Wednesday, March 18, 2009

American consumers are at their lowest level of confidence

According to the government report, the CPI rose 0.4% in February, the largest one-month gain since July of last year and to make matters worse, the rate of inflation came on top of a 0.3% increase the prior month.

With lawmakers focusing on the governments economic bailout plan, the price of gasoline was to blame for the largest segment of consumer inflation whereas prior to the presidential election Democrats were grandstanding loudly about manipulation of fuel prices until after their Party won the White House. Now that Dems are in control of Congress its all about spending while taxpayers are put on the line to foot the bill.

Tuesday, energy prices rose as hints of an end to the US recession took hold on the commodity exchange trading floor in New York.

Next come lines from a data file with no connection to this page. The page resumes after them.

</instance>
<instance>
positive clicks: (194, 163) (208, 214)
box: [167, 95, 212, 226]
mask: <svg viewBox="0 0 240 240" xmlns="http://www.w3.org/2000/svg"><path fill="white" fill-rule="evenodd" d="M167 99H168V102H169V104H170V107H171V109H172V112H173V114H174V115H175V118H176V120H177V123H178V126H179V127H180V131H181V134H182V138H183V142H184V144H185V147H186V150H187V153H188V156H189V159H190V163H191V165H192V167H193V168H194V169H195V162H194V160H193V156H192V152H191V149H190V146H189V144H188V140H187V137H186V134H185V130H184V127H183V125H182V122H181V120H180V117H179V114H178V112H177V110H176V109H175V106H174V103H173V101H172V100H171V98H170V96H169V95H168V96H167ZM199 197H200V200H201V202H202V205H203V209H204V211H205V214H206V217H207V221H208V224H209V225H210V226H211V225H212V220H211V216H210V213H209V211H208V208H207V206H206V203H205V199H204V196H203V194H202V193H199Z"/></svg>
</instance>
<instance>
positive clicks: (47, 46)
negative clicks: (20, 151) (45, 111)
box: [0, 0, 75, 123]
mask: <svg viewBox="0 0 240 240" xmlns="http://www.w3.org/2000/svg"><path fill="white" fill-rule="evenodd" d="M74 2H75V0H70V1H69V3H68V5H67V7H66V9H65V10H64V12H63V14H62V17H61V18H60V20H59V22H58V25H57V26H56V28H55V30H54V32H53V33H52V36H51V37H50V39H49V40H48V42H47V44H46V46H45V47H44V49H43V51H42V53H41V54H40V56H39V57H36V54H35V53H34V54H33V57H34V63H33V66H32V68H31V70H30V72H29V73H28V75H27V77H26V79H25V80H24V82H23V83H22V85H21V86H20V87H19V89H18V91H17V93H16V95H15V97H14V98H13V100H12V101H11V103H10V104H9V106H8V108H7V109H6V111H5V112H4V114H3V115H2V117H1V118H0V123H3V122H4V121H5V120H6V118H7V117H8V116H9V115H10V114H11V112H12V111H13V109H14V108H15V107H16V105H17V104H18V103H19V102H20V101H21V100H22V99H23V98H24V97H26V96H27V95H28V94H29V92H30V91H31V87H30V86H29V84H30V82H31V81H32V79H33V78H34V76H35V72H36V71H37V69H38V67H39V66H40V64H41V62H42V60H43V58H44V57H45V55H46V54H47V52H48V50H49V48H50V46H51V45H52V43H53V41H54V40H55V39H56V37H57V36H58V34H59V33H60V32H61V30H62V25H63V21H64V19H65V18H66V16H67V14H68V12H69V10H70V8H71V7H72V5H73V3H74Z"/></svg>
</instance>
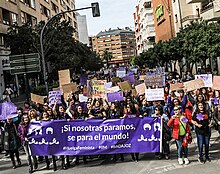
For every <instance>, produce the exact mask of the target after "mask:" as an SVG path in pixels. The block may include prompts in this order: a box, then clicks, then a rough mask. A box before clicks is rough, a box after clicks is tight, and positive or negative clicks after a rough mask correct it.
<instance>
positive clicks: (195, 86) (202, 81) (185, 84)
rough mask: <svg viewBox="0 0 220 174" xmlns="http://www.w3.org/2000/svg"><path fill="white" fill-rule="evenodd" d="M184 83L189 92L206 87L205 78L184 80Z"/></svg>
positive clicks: (186, 90) (185, 88)
mask: <svg viewBox="0 0 220 174" xmlns="http://www.w3.org/2000/svg"><path fill="white" fill-rule="evenodd" d="M183 85H184V89H186V91H187V92H189V91H193V90H195V89H200V88H203V87H205V83H204V80H203V79H201V78H199V79H196V80H191V81H188V82H184V83H183Z"/></svg>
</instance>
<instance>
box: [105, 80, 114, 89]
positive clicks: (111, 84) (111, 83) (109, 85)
mask: <svg viewBox="0 0 220 174" xmlns="http://www.w3.org/2000/svg"><path fill="white" fill-rule="evenodd" d="M111 87H112V82H108V83H106V84H105V85H104V88H105V89H106V88H111Z"/></svg>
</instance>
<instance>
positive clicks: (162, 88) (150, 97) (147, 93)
mask: <svg viewBox="0 0 220 174" xmlns="http://www.w3.org/2000/svg"><path fill="white" fill-rule="evenodd" d="M145 98H146V100H147V101H158V100H164V89H163V88H156V89H146V90H145Z"/></svg>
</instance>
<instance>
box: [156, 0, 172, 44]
mask: <svg viewBox="0 0 220 174" xmlns="http://www.w3.org/2000/svg"><path fill="white" fill-rule="evenodd" d="M172 1H173V0H153V1H152V5H153V15H154V26H155V32H156V42H158V41H160V40H169V39H171V38H172V37H174V35H175V31H174V20H173V9H172Z"/></svg>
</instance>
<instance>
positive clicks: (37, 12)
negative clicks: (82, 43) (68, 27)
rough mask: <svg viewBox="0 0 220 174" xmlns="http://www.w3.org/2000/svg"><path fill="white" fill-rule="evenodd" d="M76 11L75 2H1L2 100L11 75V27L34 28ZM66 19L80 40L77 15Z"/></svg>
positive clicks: (9, 82)
mask: <svg viewBox="0 0 220 174" xmlns="http://www.w3.org/2000/svg"><path fill="white" fill-rule="evenodd" d="M70 9H75V0H1V3H0V88H1V89H0V100H1V99H2V91H4V89H5V84H6V83H13V84H15V82H14V81H15V80H14V81H7V80H8V78H6V74H10V66H9V64H8V63H5V62H9V55H10V49H9V48H5V43H4V38H5V36H6V33H7V29H8V27H9V26H11V25H13V24H16V25H22V24H25V23H29V24H30V25H32V26H34V25H35V24H37V23H38V22H40V21H41V20H47V19H48V18H50V17H52V16H54V15H55V14H56V13H59V12H62V11H66V10H70ZM63 17H64V19H66V20H68V21H70V23H71V25H72V26H73V27H74V28H75V30H76V32H75V33H74V37H75V38H76V39H78V32H77V31H78V27H77V21H76V15H75V13H66V14H65V15H64V16H63Z"/></svg>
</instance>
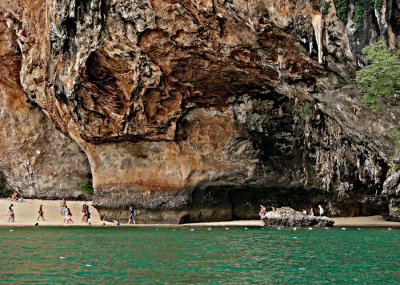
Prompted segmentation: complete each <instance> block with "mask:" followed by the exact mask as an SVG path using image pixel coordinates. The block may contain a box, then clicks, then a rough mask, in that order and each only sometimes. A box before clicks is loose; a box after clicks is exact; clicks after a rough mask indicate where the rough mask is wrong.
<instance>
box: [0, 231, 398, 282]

If the recession is showing signs of ending, energy price speculation will only inflate the cost consumers pay at the pump and could give rise to even more inflation when the government releases its next Consumer Price Index for March.

Today's CPI report showed that February core consumer prices, which exclude energy and food, rose 0.2%, the same level of inflation when compared to January.

Energy prices rose 3.3% in February, the biggest month-over-month gain since last July when prices jumped 8.3%. But the good news is, when comparing the rate of inflation for energy in February to the year-ago period, consumer prices were down 18.5%. But a year-ago, consumers were still in a spending mood, unaware that a recession was at hand.

The US Department of Labor also indicated in its February CPI report that clothing costs increased 1.3%, the biggest monthly gain in 18 years. Auto prices also rose in February, gaining 0.8%, which was the highest rate of inflation since the Fall of 2004.

In other economic news, producer prices inched up 0.1% in February compared to a 0.8% gain the prior month. The PPI, which tracks the rate of inflation on prices received by farms, factories and refineries, indicates alongside today's consumer inflation rate that economic deflation concerns have decreased.

Deflation would mean an economic downward spiral that could push the US economy into a depression. But in looking back to February of 2008, the government now admits that the US economy was already headed towards a recession. That being the case, a year from now, the Obama administration may come clean in calling the current economy depressed.

The rate of unemployment will continue to remain high and while signs of recovery are around, factory workers at the world's biggest heavy equipment maker, Caterpillar (NYSE: CAT), were told that an additional 2,400 of them were being laid off, 1,700 of those in Illinois where Caterpillar is headquartered.

Thursday, the US Department of Labor will release its weekly initial jobless claims report that is expected to show continuing high levels of unemployment.

While the rate of inflation continues to rise for consumers, job security remains the number one issue in US households.